- Theatrical release poster
- Directed by: A. Kasilingam
- Written by: M. Karunanidhi
- Produced by: G. Muthuswamy
- Starring: M. G. Ramachandar V. N. Janaki
- Cinematography: G. Dorai
- Edited by: A. Kasilingam
- Music by: M. S. Gnanamani
- Production companies: G. Govindan & Company
- Distributed by: G. Govindan & Company
- Release date: 2 April 1950;
- Running time: 136 minutes
- Country: India
- Language: Tamil

= Maruthanad Elavarasee =

1950 film by A. Kasilingam

Maruthanad Elavarasee or Maruthanattu Ilavarasi is a 1950 Indian Tamil-language film directed and edited by A. Kasilingam, and written by M. Karunanidhi. The film stars M. G. Ramachandran (credited as Ramachandar) and V. N. Janaki. It was released on 2 April 1950 and became a box office success.

== Plot ==

A king has two wives, one of them being Chithra. The minister Dhurjeyan's sister is the younger queen. The two become pregnant and Dhurjeyan persuades the king to believe that the older queen had poisoned the younger queen out of sheer jealousy which the king tends to believe, but does not take any action. Dhurjeyan tries to kill the younger queen but she is saved by a courtier whom Dhurjeyan kills. The younger queen escapes many trials and gives birth to a son named Kandeeban. He grows up and meets a young woman Rani and her friend and falls in love unaware that she is a princess. Their love grows and when he discovers that she is a princess, he begins to distance himself from her. After many trials, the couple reunites.

== Cast ==

- Male cast
- M. G. Ramachandar as Kandeeban
- Pulimootai Ramasami Iyer as Azhagu
- M. G. Chakarapani as Minister Dhurjeyan
- Battling C. S. D. Singh
- P. S. Veerappa as King
- N. S. Narayana Pillai
- T. M. Ramasami Pillai
- Kottapuli Jayaraman
- Vishnu Ramasami Iyengar
- S. M. Thirupathi

- Female cast
- V. N. Janaki as Princess Rani
- C. K. Saraswathi as Queen Chithra
- C. K. Nagarathnam as Rani's friend
- K. Meenakshi as Veerathayai Pannivom
- Dance
- Lalitha-Padmini

== Production ==
In 2015, lyricist P. K. Muthusamy claimed he wrote a story and gave it to M. Karunanidhi in December 1949, but Karunanidhi "stole" the story and made it into Maruthanad Elavarasee without Muthusamy's knowledge. However, according to M. G. Ramachandran (known and credited as Ramachandar at that time), T. V. Chari began work on a film titled Kaali Dasi as producer, director and writer, but it was shelved after some progress due to the production company dissolving.
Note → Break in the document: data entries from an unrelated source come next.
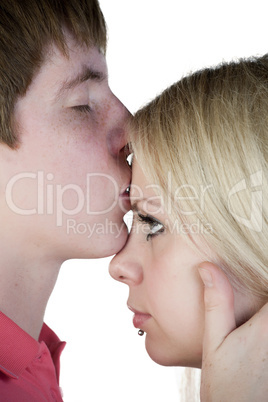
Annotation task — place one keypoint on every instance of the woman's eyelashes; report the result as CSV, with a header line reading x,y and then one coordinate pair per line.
x,y
153,225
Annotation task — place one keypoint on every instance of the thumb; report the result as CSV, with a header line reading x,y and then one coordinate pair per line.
x,y
219,306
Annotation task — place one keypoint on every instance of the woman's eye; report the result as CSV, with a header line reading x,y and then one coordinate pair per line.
x,y
154,226
82,108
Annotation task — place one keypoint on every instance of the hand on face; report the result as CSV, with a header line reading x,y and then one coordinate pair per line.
x,y
235,360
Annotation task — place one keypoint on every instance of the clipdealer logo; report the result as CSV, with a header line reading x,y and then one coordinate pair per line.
x,y
50,196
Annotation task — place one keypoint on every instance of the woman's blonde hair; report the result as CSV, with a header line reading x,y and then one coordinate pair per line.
x,y
204,142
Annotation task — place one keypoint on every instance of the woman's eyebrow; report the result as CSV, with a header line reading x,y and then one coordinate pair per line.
x,y
153,201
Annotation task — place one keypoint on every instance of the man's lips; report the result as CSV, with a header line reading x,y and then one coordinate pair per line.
x,y
125,200
139,318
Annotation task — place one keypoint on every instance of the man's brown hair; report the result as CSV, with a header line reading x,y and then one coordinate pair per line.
x,y
27,28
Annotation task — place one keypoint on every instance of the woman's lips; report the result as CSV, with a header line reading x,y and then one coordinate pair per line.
x,y
139,318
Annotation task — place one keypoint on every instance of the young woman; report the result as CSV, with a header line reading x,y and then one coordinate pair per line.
x,y
199,194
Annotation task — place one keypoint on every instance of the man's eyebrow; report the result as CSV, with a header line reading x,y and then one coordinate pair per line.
x,y
85,75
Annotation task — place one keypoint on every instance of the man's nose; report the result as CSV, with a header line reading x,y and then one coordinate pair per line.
x,y
125,269
117,135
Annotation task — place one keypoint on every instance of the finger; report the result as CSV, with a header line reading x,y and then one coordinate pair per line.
x,y
219,306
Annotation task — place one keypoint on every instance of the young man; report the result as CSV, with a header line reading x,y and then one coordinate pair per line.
x,y
63,164
63,168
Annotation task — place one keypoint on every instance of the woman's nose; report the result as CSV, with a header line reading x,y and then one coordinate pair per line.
x,y
125,269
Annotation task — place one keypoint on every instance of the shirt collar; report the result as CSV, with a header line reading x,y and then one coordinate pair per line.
x,y
18,349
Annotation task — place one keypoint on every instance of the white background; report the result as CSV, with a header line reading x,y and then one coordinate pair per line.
x,y
152,43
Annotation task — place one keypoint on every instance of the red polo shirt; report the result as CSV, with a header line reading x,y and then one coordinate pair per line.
x,y
29,370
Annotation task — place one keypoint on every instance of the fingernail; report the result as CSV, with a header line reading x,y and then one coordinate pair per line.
x,y
206,277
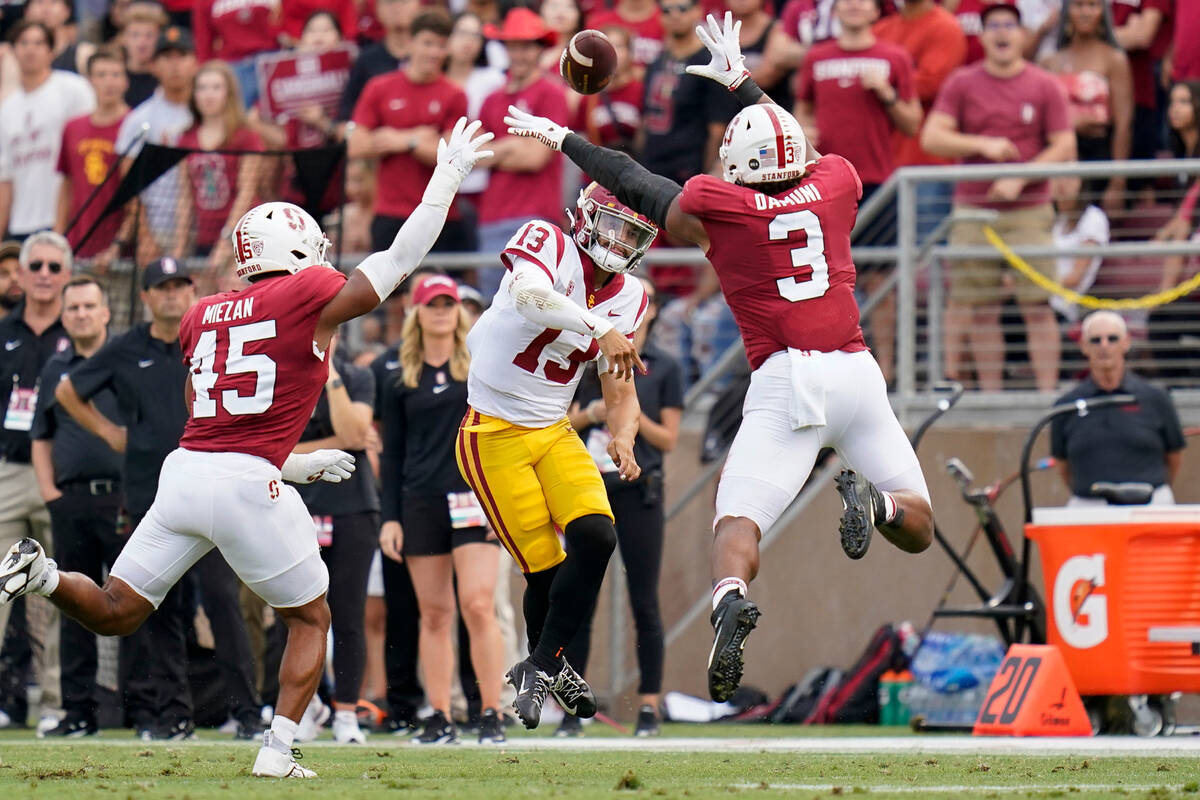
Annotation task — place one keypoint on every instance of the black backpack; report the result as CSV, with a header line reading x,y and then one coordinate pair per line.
x,y
857,698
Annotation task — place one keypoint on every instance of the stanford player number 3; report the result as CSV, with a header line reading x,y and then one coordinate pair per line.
x,y
237,362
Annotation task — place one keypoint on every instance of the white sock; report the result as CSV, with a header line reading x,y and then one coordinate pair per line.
x,y
726,585
889,506
49,579
283,732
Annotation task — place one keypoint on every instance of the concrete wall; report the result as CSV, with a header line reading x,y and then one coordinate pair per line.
x,y
820,607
Ramachandar added that G. Govindan & Company took over production with A. Kasilingam as director and Karunanidhi as writer, retaining some of the already shot scenes but using them to weave a new story. The new film, titled Maruthanad Elavarasee, was produced by G. Muthuswamy, and Kasilingam also handled the editing while cinematography was handled by G. Dorai.

== Soundtrack ==
The music composed by M. S. Gnanamani, while lyrics written by C. A. Lakshmana Das & K. P. Kamatchi Sundaram.

| Song title | Singers | Lyrics | Length |
|---|---|---|---|
| "Endruindha Nilai" |  |  |  |
| "Indha Inbame Thandha Paingili" |  |  |  |
| "Kallam Illa Ullam" | K. V. Janaki & |  | 04:10 |
| "Malarathiye Malarum" |  |  |  |
| "Nadhiye Neeraazhi" | M. M. Mariyappa & K. V. Janaki |  | 03:07 |
| "Raajaa Bayam Pochudhe" | M. M. Mariyappa & |  | 03:10 |
| "Thaaye Dayadhari" | K. V. Janaki |  | 03:00 |
| "Veerathaayai Pannivom" | P. Leela |  | 03:55 |
| "Virindhvaarayo" |  |  |  |
| "Sindhaikkinbame" | M. M. Mariyappa |  | 03:04 |
| "En Jenmamae Pothuma" | K. V. Janaki |  | 03:46 |

== Release and reception ==
Maruthanad Elavarasee was released on 2 April 1950. The film became a box office success and, according to historian Randor Guy, established Ramachandar and Janaki as a "star pair sure to go places".